La Legge di bilancio 2023 ha segnato l’introduzione nel nostro ordinamento del regime fiscale delle cripto attività. In passato si erano concretizzate varie tesi tra cui anche quella della irrilevanza fiscale del fenomeno.

La questione è stata risolta dal legislatore, che le ha inserite tra i redditi diversi per le persone fisiche, e ha stabilito che nel reddito di impresa le oscillazioni di valore non realizzate non assumono rilevanza fiscale.

La nuova regolamentazione fiscale, tuttavia, non risolve tutti i problemi, primo fra tutti il rapporto con il passato. Si potrebbe, infatti, affermare che l’intervento del legislatore possa essere uno spunto per sostenere la tesi della irrilevanza fiscale del fenomeno fino al 2022. Non è così. Anzi è il contrario.

La Legge di bilancio ha, infatti, previsto la possibilità di regolarizzare la mancata segnalazione nel quadro RW e la mancata dichiarazione dei redditi da cripto per la annualità pregresse. Si può forse sostenere che per il passato vale la nuova disciplina e che, quindi, la stessa deve intendersi come un riconoscimento di un regime fiscale che, seppure non scritto, poteva essere desunto dal sistema? Ovviamente no.
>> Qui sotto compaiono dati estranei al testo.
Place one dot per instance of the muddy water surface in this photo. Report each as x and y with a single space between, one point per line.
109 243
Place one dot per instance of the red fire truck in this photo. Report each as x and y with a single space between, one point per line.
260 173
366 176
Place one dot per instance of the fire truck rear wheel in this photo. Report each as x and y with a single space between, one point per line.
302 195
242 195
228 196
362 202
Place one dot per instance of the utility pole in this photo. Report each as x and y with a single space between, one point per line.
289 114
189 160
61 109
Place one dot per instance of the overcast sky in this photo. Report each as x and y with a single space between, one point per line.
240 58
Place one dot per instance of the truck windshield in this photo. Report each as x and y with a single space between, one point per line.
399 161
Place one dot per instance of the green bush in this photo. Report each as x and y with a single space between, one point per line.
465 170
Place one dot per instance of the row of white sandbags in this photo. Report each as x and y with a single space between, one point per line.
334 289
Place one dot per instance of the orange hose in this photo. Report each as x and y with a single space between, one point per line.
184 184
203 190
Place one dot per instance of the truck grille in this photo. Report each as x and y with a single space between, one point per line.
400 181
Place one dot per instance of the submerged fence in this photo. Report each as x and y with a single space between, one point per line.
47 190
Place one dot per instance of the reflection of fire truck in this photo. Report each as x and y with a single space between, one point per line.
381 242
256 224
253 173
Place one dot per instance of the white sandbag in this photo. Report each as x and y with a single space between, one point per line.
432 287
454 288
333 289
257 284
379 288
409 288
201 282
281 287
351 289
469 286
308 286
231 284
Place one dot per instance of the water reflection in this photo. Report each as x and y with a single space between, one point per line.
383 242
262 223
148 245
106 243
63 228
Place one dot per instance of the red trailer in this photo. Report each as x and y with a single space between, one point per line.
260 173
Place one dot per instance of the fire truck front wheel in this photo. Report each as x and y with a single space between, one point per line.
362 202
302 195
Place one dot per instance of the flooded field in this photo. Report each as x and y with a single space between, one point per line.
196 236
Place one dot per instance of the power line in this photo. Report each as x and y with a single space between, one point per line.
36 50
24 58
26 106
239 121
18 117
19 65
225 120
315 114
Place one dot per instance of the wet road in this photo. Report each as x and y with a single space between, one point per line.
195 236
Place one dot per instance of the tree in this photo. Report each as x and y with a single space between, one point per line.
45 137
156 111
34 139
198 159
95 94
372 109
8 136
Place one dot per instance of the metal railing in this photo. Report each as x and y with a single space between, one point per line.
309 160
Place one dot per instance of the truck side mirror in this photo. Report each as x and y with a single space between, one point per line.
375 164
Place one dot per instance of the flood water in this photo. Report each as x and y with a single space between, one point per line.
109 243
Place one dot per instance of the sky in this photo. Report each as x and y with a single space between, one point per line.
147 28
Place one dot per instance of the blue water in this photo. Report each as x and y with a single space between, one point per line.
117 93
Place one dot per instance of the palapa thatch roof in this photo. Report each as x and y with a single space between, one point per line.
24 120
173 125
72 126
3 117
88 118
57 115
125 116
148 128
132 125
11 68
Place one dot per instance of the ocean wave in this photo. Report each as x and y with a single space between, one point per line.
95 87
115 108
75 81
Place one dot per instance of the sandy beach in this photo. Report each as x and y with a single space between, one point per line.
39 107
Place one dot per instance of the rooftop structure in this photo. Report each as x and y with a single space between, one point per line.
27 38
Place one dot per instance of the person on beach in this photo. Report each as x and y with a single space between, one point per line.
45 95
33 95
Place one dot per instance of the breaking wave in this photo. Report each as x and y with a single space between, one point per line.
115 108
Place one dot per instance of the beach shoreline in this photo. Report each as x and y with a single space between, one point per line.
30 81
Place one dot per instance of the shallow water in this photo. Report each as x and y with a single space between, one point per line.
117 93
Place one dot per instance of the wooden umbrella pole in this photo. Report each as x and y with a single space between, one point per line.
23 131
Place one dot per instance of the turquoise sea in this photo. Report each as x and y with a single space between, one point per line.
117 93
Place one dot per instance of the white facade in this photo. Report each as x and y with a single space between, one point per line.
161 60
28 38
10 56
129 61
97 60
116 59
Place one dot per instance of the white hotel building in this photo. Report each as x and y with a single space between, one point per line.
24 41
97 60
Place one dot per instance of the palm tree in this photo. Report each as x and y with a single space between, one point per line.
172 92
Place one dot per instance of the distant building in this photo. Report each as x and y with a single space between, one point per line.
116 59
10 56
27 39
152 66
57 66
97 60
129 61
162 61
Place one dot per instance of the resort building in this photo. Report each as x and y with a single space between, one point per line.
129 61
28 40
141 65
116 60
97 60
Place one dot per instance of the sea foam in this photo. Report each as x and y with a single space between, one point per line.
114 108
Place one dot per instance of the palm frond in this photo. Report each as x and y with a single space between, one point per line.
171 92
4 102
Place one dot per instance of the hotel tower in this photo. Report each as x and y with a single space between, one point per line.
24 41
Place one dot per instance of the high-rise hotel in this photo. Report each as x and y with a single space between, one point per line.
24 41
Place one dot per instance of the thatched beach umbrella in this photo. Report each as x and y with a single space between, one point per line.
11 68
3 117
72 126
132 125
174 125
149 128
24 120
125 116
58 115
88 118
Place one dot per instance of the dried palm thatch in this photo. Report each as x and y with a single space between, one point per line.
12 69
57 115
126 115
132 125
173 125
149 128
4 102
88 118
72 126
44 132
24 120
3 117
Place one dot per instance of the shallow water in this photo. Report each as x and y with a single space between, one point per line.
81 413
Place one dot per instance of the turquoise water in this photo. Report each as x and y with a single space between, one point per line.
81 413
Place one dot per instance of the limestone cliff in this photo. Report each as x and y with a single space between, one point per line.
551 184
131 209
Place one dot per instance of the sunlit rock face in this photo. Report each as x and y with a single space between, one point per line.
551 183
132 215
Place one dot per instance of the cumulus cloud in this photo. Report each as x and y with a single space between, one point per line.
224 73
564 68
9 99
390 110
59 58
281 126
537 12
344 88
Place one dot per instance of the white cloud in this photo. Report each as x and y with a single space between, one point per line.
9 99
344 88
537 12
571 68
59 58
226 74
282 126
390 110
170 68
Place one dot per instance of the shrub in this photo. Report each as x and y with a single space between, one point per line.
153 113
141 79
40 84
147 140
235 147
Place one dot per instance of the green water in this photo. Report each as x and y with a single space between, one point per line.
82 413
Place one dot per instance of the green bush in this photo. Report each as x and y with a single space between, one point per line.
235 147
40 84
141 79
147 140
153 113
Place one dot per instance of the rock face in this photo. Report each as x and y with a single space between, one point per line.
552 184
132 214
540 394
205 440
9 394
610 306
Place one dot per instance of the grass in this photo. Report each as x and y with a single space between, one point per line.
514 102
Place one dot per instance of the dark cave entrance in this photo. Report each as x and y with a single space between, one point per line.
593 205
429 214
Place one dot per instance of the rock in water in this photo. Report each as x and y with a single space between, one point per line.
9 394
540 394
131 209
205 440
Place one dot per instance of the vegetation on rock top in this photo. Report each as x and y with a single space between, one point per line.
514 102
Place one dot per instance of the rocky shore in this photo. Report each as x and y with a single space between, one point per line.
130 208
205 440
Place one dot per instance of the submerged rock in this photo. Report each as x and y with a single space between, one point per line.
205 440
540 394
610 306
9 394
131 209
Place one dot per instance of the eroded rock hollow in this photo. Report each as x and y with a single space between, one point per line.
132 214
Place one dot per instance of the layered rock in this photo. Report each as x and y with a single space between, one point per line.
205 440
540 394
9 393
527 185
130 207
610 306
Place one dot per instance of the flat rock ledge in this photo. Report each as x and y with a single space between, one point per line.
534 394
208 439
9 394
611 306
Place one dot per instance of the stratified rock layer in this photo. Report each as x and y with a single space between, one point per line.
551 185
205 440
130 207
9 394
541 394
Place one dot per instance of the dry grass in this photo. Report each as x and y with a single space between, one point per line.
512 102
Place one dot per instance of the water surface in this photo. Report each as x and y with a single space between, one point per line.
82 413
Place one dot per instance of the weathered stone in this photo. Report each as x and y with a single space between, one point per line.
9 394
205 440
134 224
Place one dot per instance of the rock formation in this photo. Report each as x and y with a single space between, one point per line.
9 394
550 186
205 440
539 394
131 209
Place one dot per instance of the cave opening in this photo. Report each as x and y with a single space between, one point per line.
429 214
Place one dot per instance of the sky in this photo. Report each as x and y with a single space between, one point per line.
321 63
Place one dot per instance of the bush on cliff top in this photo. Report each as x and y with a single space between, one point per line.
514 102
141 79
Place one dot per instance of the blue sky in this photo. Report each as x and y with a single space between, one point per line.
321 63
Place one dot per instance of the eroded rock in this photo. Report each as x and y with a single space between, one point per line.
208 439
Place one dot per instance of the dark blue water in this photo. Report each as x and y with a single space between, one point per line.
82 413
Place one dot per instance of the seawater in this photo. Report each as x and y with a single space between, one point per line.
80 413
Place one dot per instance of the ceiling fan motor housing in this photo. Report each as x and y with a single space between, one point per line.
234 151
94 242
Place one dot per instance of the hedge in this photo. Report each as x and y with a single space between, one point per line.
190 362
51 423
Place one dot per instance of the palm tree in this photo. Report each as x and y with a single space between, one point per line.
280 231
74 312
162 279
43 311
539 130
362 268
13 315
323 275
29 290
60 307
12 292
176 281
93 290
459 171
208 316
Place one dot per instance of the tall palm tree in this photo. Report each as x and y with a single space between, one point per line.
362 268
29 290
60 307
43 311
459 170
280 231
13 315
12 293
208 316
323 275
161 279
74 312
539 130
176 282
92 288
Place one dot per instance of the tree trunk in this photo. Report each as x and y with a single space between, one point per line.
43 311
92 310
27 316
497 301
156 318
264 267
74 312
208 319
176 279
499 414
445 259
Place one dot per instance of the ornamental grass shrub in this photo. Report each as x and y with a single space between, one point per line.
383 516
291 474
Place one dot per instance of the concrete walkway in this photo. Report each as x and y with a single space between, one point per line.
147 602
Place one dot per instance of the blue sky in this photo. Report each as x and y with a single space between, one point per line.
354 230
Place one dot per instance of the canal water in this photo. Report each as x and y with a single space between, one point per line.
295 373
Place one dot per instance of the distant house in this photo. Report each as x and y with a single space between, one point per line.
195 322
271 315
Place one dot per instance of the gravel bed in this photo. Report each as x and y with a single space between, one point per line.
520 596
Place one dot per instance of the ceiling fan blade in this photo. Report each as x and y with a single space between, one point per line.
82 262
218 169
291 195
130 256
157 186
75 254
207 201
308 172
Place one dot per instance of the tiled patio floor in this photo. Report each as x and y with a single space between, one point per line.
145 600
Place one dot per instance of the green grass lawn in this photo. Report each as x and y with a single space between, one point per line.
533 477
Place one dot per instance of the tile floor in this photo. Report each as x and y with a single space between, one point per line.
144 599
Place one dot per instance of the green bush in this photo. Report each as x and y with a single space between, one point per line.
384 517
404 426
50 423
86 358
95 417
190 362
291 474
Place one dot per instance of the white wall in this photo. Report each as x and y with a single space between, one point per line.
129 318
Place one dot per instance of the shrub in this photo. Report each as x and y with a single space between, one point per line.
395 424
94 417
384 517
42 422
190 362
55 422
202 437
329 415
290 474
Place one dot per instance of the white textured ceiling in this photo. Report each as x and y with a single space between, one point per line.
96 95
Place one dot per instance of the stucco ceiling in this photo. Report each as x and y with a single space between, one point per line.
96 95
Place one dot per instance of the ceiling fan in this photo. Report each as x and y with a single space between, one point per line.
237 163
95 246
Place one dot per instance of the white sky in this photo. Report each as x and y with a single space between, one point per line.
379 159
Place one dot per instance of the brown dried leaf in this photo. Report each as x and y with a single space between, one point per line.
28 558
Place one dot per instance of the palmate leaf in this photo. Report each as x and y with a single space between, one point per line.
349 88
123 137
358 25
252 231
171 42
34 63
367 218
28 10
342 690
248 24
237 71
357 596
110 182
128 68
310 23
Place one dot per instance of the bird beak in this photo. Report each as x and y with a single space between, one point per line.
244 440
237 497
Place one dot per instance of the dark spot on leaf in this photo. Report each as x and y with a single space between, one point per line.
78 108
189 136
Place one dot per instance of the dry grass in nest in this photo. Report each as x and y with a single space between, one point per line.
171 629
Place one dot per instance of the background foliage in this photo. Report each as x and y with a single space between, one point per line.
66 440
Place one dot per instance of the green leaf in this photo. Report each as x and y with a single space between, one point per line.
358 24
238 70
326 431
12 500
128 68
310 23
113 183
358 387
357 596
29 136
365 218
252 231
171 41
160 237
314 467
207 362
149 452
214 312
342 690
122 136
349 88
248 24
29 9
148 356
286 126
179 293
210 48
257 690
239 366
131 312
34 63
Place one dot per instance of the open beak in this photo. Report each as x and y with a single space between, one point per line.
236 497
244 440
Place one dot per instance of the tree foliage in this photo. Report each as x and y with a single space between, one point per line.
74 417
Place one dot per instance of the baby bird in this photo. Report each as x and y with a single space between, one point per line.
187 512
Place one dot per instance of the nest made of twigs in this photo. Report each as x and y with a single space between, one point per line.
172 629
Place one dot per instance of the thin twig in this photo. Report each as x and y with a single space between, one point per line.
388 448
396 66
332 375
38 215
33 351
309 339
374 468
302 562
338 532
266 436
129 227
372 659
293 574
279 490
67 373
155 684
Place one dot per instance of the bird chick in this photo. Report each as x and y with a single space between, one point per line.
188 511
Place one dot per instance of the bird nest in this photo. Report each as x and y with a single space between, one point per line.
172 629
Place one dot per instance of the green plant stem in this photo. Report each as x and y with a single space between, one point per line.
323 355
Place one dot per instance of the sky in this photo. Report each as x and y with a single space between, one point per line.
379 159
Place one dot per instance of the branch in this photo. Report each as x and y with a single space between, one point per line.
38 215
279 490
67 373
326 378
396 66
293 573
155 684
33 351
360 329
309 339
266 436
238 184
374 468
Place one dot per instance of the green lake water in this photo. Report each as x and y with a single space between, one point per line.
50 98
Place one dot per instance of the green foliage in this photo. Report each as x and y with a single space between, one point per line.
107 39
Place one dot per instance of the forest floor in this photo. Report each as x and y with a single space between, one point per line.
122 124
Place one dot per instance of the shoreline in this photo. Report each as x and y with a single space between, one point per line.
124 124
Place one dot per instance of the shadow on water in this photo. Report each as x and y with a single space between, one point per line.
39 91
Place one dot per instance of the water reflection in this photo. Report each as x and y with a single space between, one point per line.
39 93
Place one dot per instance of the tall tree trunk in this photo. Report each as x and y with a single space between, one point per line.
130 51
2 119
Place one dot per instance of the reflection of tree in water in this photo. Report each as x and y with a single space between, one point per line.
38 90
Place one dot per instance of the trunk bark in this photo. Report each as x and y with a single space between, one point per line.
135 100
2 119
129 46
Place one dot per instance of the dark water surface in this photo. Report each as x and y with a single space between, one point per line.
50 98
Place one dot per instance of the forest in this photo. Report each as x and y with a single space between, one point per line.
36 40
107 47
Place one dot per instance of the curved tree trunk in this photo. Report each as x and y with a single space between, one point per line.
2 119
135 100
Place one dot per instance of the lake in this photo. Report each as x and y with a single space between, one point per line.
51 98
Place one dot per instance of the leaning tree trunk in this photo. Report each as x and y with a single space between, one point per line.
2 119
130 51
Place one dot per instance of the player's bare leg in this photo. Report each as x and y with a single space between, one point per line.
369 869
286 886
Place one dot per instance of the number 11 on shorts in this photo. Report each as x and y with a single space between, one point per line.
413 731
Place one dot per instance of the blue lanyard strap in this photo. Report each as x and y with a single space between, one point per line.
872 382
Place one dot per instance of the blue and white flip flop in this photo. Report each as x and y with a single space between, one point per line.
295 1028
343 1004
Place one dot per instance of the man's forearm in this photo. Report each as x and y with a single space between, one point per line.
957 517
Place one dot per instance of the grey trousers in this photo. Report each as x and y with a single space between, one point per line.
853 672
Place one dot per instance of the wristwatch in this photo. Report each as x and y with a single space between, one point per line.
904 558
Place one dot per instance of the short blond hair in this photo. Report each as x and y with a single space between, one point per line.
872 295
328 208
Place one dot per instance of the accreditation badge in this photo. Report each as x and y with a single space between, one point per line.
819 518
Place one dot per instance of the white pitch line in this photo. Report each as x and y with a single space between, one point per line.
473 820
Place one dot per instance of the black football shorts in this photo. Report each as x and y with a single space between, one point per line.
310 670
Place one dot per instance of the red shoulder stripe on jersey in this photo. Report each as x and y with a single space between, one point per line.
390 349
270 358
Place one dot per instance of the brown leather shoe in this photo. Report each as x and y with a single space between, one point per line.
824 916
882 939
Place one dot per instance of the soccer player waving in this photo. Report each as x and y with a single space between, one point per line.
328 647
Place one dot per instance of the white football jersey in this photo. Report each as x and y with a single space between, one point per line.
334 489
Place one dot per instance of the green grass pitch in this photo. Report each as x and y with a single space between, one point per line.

Infatti, il legislatore non è intervenuto con una norma di interpretazione autentica, ma con una nuova lettera dell’articolo 67 Tuir che prevede un trattamento del tutto particolare e avulso dalle interpretazioni date in passato dalla dottrina e dalla stessa Agenzia delle entrate.

Peraltro, la riprova sta anche nel fatto che viene ora creato un nuovo comparto di plusvalenze e minusvalenze separato dagli altri. Le minusvalenze realizzate fino al 2022 saranno riportabili come se fossero realizzate in relazione alle lettere dalla c) alla c quater).

Fino ad ora, tuttavia, ci siamo mossi nel comparto delle imposte dirette. Quid iuris in tema Iva?

Qui il nostro cammino diventa più arduo. Il legislatore italiano è silente sul punto, e del resto un suo intervento sarebbe stato molto complesso atteso che la disciplina Iva è soggetta anche a vincoli comunitari.

Possiamo dire, non a torto, che in questo ambito ci troviamo nel mondo della “esplorazione tributaria”. Non sono mancati interessanti interventi dell’Agenzia dove l’attività professionale dell’exchanger e del fornitore di servizi di portafoglio digitale è stato fatto rientrare nell’ambito delle operazioni esenti da Iva. Diversamente, l’attività del miner non è rilevante ai fini iva atteso che non è individuabile la controparte.

Maggiormente complesso, tuttavia, è il mondo degli nft e degli utility token.

In questo caso la tesi più accreditata è quella di valutare la prestazione sottostante e non la mera cessione della criptoattività e di non escludere a priori, ove possibile, l’inquadramento della casistica nell’ambito dei voucher.